Vladivostok Circus, Elisa Shua Dusapin, tr. Aneesa Abbas Higgins

Elisa Shua Dusapin’s novels are a marvel to be, because they’re suspenseful and engrossing, but nothing really happens, and nothing gets resolved. Rather, as the story progresses, you burrow a little deeper into the characters; the situation thickens. But this unfolding is more like a folding — it adds dimensions, but conceals as much as it reveals.

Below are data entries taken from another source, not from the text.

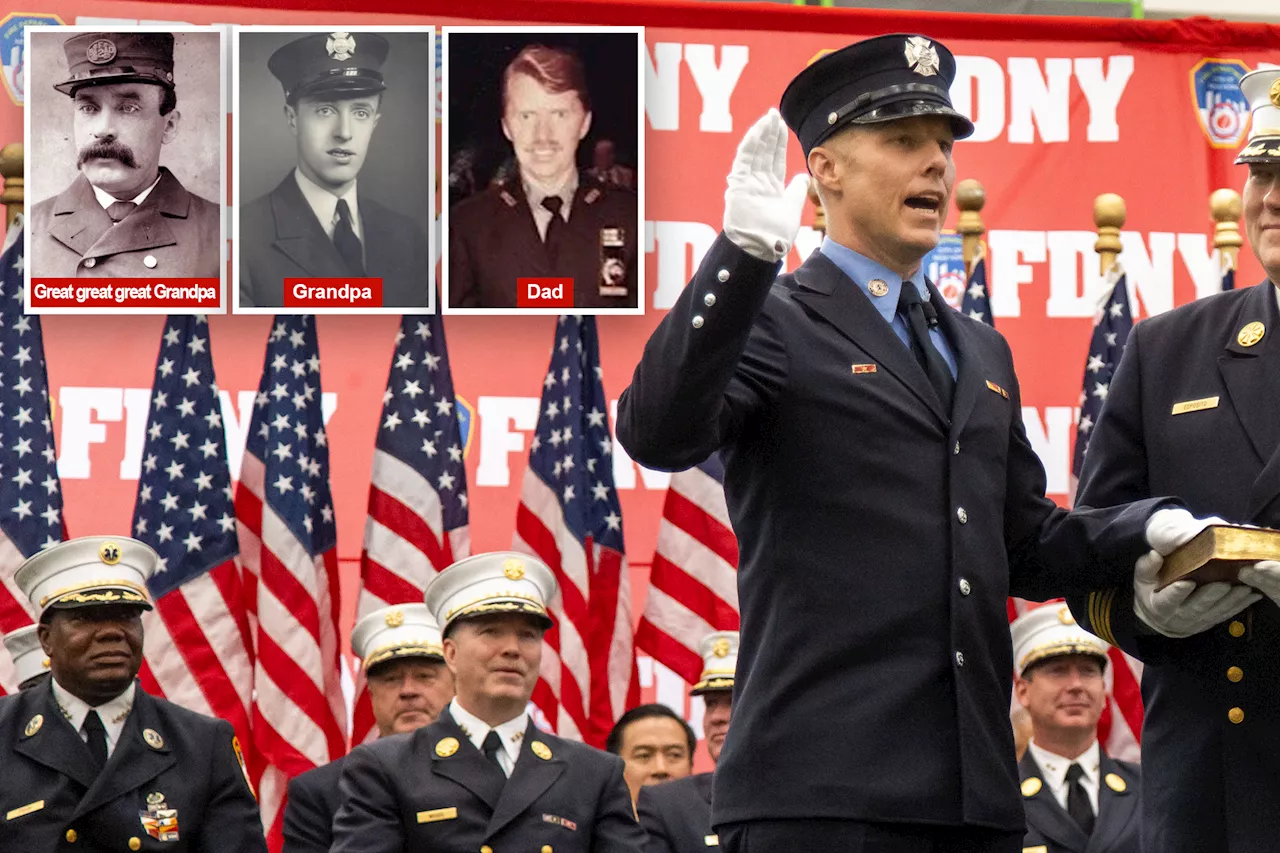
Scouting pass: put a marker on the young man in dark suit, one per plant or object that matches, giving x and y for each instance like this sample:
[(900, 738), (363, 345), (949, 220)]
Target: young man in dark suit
[(878, 475), (483, 776), (315, 223), (1078, 799)]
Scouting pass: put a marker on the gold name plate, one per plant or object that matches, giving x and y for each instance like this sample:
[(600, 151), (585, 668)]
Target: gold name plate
[(24, 810), (1219, 553)]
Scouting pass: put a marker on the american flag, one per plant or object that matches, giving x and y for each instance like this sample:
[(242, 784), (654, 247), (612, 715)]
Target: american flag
[(417, 495), (693, 584), (288, 551), (570, 518), (1120, 726), (977, 301), (31, 496), (199, 647)]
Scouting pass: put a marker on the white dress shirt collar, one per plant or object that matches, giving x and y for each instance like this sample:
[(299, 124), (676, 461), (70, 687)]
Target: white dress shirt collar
[(324, 204), (112, 714), (512, 733), (106, 199), (1055, 767)]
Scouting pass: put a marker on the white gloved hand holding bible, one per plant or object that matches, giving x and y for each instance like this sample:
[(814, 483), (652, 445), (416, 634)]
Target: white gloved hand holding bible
[(1184, 607), (762, 210)]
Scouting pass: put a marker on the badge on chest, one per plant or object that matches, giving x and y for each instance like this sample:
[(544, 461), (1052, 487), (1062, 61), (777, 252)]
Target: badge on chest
[(159, 821)]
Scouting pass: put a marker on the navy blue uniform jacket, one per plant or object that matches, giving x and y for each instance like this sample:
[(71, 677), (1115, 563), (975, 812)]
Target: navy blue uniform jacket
[(1208, 783), (193, 766)]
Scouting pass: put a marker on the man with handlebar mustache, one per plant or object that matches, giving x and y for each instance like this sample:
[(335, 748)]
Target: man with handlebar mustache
[(126, 215)]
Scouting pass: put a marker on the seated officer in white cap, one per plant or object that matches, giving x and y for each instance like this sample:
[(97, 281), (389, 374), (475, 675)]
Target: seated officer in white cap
[(677, 815), (90, 760), (1077, 797), (401, 652), (483, 778), (30, 664)]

In Vladivostok Circus, for example, a woman goes to Russia to design costumes for a trio of Russian bar performers (I paused while reading to look up some videos of such acts, which was a good decision — it’s hard to grasp otherwise). That’s it, that’s the story. But meanwhile, we learn about the backstory of the performers, and a little about the costume designer; her past wounds and anxieties. It’s hard to describe, because it sounds so boring and pointless, but when I was reading, I was so completely in it, the outside world fell away. I have this experience with all of her books. But there is also a kind of central theme or motif in the novels that offers a kind of formal analogue to their various movements — in Winter in Sokcho, the artist’s ink swirls, in Pachinko Parlor, the complexities of uprooted and migratory identities. I didn’t feel it as clearly in Vladivostok Circus, but as I write this, I realize that perhaps it was balance, trust?